PS: I found this post, but it didn't help, there is no real solution, and with the help of the description I was not able to do it:
How to use functions in Value.Eval_expr, Value.Eval_op etc modules of Frama-c Value plugin
Here's a concrete example of how to print, for each local and global variable, the result computed by Value before each statement in a given function (read the functions from bottom to top):
open Cil_types
(* Prints the value associated to variable [vi] before [stmt]. *)
let pretty_vi fmt stmt vi =
let kinstr = Kstmt stmt in (* make a kinstr from a stmt *)
let lval = (Var vi, NoOffset) in (* make an lval from a varinfo *)
let loc = (* make a location from a kinstr + an lval *)

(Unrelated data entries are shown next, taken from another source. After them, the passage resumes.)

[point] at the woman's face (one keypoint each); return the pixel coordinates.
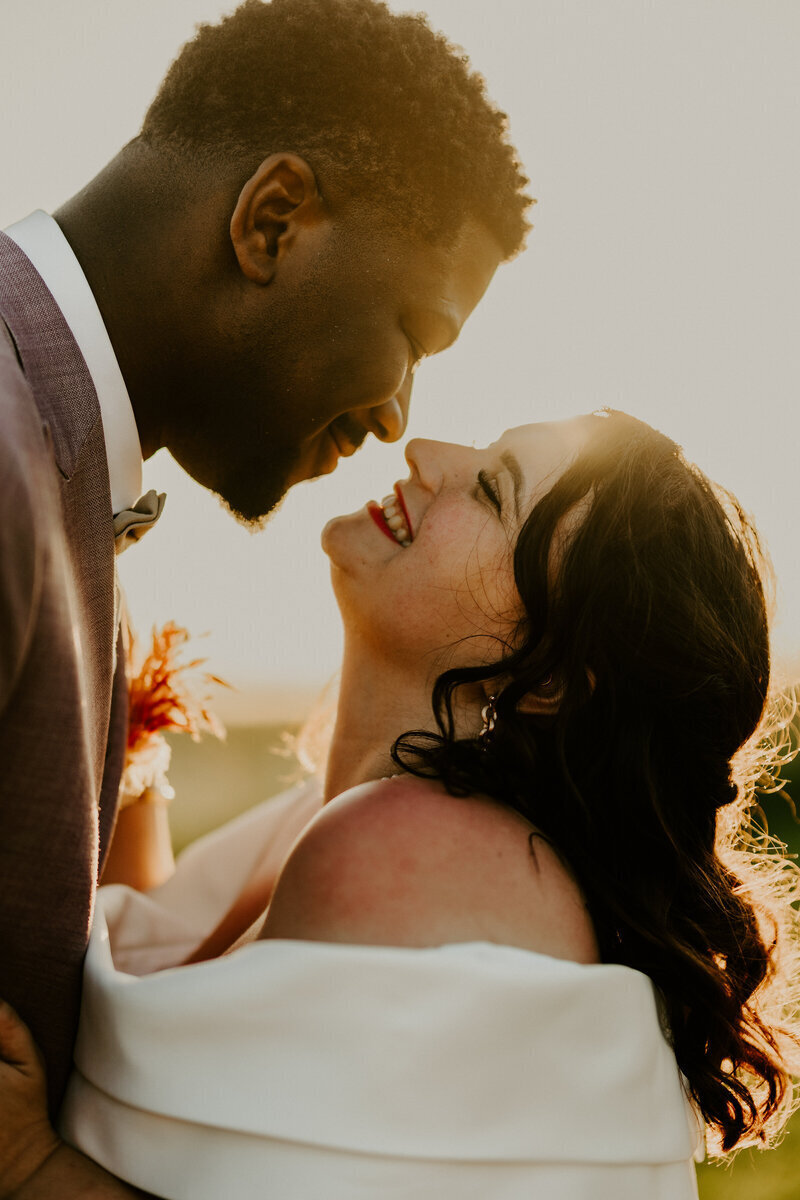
(446, 595)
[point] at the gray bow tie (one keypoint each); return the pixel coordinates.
(130, 525)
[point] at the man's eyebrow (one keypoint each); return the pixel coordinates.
(515, 469)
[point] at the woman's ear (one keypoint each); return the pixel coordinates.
(543, 700)
(546, 697)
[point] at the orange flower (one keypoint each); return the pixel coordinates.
(161, 701)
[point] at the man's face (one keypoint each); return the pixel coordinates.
(328, 353)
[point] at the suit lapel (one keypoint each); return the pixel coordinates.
(49, 355)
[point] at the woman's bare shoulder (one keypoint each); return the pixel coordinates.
(402, 862)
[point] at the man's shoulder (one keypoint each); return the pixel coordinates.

!Db.Value.lval_to_loc kinstr ~with_alarms:CilE.warn_none_mode lval
in
Db.Value.fold_state_callstack
(fun state () ->
(* for each state in the callstack *)
let value = Db.Value.find state loc in (* obtain value for location *)
Format.fprintf fmt "%a -> %a#." Printer.pp_varinfo vi
Locations.Location_Bytes.pretty value (* print mapping *)
) () ~after:false kinstr
(* Prints the state at statement [stmt] for each local variable in [kf],
and for each global variable. *)
let pretty_local_and_global_vars kf fmt stmt =
let locals = Kernel_function.get_locals kf in
List.iter (fun vi -> pretty_vi fmt stmt vi) locals;
Globals.Vars.iter (fun vi _ -> pretty_vi fmt stmt vi)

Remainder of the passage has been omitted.